37 Voorts zeide zij tot haar vader: Laat deze zaak aan mij geschieden: Laat twee maanden van mij af, dat ik heenga, en ga tot de bergen, en bewene mijn maagdom, ik en mijn gezellinnen.
And sche seide to the fadir, Yyue thou to me oneli this thing, which Y biseche; suffre thou me that in two monethis Y cumpasse hillis, and biweile my maidynhed with my felowis.
38 En hij zeide: Ga heen; en hij liet haar twee maanden gaan. Toen ging zij heen met haar gezellinnen, en beweende haar maagdom op de bergen.

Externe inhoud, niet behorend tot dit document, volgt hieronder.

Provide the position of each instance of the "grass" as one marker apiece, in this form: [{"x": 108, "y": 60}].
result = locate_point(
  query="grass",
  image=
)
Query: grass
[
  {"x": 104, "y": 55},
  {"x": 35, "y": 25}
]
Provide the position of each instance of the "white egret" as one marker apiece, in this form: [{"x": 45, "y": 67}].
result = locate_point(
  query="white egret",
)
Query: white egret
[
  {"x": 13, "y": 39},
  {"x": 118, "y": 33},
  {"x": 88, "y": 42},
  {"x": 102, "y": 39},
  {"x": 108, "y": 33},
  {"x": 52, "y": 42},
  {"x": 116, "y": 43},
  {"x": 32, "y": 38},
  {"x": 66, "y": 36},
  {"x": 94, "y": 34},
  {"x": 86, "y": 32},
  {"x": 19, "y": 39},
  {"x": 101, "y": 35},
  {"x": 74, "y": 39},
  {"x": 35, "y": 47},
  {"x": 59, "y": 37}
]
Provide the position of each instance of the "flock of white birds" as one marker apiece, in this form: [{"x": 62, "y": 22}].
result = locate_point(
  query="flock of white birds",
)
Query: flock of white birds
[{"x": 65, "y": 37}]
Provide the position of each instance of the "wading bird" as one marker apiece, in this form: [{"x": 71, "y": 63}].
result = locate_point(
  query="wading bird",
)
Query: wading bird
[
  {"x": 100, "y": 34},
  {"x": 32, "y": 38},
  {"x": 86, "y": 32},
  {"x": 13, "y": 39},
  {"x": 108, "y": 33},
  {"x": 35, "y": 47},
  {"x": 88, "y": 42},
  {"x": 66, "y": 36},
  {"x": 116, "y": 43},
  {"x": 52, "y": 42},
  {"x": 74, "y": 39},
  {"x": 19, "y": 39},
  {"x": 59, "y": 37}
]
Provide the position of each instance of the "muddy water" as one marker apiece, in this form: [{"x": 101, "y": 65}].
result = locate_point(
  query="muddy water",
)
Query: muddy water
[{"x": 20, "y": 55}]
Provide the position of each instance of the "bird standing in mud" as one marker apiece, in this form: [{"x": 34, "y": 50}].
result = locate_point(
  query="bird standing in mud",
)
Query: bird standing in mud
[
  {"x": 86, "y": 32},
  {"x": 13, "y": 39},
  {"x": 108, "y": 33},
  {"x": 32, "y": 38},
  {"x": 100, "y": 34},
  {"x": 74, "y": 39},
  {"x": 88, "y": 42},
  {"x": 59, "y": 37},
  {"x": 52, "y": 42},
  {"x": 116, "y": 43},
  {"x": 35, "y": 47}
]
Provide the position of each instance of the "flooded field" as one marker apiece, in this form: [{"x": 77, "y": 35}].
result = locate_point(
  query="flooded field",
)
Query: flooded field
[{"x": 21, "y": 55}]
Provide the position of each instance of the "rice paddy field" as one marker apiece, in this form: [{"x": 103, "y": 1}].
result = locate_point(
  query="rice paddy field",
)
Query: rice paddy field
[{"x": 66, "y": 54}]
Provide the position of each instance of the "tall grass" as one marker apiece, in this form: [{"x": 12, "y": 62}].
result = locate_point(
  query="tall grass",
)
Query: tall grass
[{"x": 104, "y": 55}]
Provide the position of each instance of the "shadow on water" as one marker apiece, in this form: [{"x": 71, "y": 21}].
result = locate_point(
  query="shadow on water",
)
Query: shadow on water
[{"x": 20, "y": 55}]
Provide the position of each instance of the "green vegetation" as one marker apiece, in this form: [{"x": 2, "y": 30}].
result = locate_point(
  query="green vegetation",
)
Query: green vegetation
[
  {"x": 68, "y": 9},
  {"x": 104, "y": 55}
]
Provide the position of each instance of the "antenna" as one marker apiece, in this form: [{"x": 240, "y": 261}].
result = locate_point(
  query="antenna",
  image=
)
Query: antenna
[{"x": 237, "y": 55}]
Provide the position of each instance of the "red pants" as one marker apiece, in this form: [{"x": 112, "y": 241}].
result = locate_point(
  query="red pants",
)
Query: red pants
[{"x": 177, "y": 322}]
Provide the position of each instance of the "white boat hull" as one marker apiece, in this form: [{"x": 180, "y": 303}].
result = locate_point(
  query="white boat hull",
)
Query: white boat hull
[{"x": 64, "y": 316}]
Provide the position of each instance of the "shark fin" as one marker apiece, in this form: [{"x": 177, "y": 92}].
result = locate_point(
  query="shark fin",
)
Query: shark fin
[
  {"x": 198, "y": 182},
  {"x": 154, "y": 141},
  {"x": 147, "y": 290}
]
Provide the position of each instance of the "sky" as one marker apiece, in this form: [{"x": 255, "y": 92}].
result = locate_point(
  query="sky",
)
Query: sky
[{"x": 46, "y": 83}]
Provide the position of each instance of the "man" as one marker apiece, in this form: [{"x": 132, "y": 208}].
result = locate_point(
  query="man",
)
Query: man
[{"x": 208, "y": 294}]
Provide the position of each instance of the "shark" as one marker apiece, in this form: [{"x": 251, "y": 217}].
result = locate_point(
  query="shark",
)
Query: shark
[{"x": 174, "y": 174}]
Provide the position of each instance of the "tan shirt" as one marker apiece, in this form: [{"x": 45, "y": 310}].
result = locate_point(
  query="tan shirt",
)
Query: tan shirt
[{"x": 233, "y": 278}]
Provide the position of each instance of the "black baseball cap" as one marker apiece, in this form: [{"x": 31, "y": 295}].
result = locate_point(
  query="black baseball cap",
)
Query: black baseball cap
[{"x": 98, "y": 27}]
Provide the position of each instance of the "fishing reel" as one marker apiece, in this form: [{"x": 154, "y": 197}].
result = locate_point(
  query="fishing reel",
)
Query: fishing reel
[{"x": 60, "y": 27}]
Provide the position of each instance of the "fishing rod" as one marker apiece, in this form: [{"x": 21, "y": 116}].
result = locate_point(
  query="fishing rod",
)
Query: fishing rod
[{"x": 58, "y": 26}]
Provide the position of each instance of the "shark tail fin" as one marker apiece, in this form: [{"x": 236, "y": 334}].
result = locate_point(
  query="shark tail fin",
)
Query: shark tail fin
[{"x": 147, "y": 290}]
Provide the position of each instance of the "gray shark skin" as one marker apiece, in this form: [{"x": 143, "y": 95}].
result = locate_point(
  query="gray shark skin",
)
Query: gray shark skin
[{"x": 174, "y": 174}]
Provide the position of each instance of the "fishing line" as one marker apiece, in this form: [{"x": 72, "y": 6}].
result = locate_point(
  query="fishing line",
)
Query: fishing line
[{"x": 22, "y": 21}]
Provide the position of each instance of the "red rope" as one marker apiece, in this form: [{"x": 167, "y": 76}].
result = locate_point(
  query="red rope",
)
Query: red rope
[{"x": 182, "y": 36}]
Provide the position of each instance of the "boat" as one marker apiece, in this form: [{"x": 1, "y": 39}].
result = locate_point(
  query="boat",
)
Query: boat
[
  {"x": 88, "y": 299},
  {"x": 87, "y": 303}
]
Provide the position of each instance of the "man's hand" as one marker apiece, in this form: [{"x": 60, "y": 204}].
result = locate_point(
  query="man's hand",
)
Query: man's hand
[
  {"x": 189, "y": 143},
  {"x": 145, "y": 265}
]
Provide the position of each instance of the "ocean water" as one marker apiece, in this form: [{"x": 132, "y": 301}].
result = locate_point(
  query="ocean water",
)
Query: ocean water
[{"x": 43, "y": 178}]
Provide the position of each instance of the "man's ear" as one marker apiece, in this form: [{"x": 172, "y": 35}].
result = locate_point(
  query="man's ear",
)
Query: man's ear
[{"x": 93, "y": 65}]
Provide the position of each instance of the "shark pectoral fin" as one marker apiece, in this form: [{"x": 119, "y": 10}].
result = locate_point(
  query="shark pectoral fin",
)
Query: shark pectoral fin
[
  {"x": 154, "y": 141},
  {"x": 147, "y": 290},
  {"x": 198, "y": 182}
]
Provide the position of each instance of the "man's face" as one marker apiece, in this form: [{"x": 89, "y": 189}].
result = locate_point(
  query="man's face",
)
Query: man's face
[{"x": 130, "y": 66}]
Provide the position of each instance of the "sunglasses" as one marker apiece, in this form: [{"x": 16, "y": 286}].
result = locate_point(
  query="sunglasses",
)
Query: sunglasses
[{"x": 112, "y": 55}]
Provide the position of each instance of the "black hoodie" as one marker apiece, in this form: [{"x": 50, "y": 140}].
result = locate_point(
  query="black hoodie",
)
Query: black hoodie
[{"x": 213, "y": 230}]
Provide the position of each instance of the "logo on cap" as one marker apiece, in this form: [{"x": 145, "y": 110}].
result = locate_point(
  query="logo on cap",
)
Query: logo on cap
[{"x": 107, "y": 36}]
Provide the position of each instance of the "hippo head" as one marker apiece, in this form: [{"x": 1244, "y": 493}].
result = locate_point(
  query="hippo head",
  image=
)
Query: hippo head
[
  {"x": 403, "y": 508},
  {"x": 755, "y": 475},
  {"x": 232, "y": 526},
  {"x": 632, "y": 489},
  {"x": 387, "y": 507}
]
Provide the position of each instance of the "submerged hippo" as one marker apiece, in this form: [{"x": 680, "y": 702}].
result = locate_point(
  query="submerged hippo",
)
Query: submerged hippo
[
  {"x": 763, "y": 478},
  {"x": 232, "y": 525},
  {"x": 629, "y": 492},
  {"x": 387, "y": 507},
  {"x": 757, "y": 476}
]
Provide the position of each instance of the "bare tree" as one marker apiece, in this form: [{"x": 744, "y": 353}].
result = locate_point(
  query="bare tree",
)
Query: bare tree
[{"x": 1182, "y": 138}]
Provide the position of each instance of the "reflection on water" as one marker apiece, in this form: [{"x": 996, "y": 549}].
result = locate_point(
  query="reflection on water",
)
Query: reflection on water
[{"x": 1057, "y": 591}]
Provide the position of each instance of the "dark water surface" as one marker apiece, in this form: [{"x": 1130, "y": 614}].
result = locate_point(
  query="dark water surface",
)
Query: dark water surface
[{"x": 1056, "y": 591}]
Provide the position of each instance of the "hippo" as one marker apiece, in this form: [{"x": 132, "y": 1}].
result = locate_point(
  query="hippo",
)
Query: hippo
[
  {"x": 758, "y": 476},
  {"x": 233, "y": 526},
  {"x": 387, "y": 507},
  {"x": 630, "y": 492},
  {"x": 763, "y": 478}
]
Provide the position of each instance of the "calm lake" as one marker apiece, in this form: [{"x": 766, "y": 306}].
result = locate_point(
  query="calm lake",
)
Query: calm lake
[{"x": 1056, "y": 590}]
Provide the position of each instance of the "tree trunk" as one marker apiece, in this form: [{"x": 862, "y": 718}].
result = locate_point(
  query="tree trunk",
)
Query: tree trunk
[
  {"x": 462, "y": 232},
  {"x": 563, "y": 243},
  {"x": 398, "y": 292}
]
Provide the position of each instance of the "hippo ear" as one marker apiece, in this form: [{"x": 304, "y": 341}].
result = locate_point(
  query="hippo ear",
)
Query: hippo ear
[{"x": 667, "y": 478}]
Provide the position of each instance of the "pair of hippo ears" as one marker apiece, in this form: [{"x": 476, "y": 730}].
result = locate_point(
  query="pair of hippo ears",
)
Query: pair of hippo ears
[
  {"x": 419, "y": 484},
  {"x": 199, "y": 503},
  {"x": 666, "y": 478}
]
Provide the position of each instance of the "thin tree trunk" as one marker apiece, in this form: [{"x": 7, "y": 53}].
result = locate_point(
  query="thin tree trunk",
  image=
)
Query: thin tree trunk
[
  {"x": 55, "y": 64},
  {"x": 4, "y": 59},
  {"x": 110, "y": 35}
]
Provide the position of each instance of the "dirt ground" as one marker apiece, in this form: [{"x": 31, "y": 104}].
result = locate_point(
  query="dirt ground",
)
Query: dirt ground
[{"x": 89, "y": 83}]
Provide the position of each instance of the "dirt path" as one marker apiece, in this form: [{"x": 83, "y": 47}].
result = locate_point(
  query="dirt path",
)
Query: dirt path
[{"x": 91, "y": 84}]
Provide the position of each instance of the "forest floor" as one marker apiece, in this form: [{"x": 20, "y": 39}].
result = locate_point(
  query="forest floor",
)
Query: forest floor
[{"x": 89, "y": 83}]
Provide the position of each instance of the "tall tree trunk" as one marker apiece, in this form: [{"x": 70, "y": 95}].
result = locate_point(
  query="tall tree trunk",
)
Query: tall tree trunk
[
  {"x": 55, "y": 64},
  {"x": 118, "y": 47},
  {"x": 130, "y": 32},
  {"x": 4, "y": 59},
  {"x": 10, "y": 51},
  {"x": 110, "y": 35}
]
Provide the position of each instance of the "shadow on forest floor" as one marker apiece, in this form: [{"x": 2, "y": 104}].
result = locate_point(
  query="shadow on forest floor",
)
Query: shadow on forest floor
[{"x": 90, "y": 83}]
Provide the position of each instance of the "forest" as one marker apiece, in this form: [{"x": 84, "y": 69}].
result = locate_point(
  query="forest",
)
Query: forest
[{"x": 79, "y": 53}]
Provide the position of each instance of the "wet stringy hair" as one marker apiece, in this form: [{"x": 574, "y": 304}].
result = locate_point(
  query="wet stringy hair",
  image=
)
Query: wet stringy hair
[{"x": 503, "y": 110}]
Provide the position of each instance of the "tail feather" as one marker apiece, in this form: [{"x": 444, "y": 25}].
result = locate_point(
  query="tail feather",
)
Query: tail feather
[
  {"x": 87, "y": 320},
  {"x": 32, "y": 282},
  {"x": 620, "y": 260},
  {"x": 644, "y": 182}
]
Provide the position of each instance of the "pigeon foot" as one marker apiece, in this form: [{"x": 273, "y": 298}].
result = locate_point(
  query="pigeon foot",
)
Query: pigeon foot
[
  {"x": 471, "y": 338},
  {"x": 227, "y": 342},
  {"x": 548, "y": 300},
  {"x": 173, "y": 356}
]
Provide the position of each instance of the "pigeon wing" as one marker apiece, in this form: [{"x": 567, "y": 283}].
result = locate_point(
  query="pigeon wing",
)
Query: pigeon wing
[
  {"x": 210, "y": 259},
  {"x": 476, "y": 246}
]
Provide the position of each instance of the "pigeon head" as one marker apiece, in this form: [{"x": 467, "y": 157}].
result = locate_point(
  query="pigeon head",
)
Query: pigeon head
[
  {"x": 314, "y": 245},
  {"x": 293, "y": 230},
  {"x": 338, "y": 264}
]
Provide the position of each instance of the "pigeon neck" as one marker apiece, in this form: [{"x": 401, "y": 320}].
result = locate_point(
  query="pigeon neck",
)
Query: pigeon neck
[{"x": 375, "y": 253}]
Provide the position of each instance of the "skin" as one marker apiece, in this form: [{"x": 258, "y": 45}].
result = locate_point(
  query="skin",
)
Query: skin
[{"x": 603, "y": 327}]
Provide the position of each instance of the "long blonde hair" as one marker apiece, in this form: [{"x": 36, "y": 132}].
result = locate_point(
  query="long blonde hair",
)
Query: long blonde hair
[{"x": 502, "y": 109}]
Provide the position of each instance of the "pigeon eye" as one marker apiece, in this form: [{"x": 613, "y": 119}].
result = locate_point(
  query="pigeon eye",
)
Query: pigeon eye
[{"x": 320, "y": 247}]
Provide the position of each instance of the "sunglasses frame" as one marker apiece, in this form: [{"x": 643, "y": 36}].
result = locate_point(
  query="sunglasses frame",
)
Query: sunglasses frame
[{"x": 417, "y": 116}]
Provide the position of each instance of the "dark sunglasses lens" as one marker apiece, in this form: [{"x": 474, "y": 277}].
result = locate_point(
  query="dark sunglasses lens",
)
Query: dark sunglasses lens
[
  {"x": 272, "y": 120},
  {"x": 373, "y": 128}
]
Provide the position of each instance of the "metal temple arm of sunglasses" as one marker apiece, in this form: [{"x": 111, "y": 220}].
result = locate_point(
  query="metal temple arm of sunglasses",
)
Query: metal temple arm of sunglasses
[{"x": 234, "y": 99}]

To whom he answeride, Go thou. And he sufferide hir in two monethis. And whanne sche hadde go with hir felowis and pleiferis, sche biwepte hir maydynhed in the hillis.
39 En het geschiedde ten einde van twee maanden dat zij tot haar vader wederkwam, die aan haar volbracht zijn gelofte, die hij beloofd had; en zij heeft geen man bekend. Voorts werd het een gewoonheid in Israel,
And whanne twey monethis weren fillid, sche turnede ayen to hir fadir, and he dide to hir as he avowide; and sche knew not fleischli a man. Fro thennus a custom cam in Israel,
40 Dat de dochteren Israels van jaar tot jaar heengingen, om de dochter van Jeftha, de Gileadiet, aan te spreken, vier dagen in het jaar.
and the custom is kept, that aftir the `ende of the yeer the douytris of Israel come togidere, and biweile `the douytir of Jepte of Galaad `foure daies.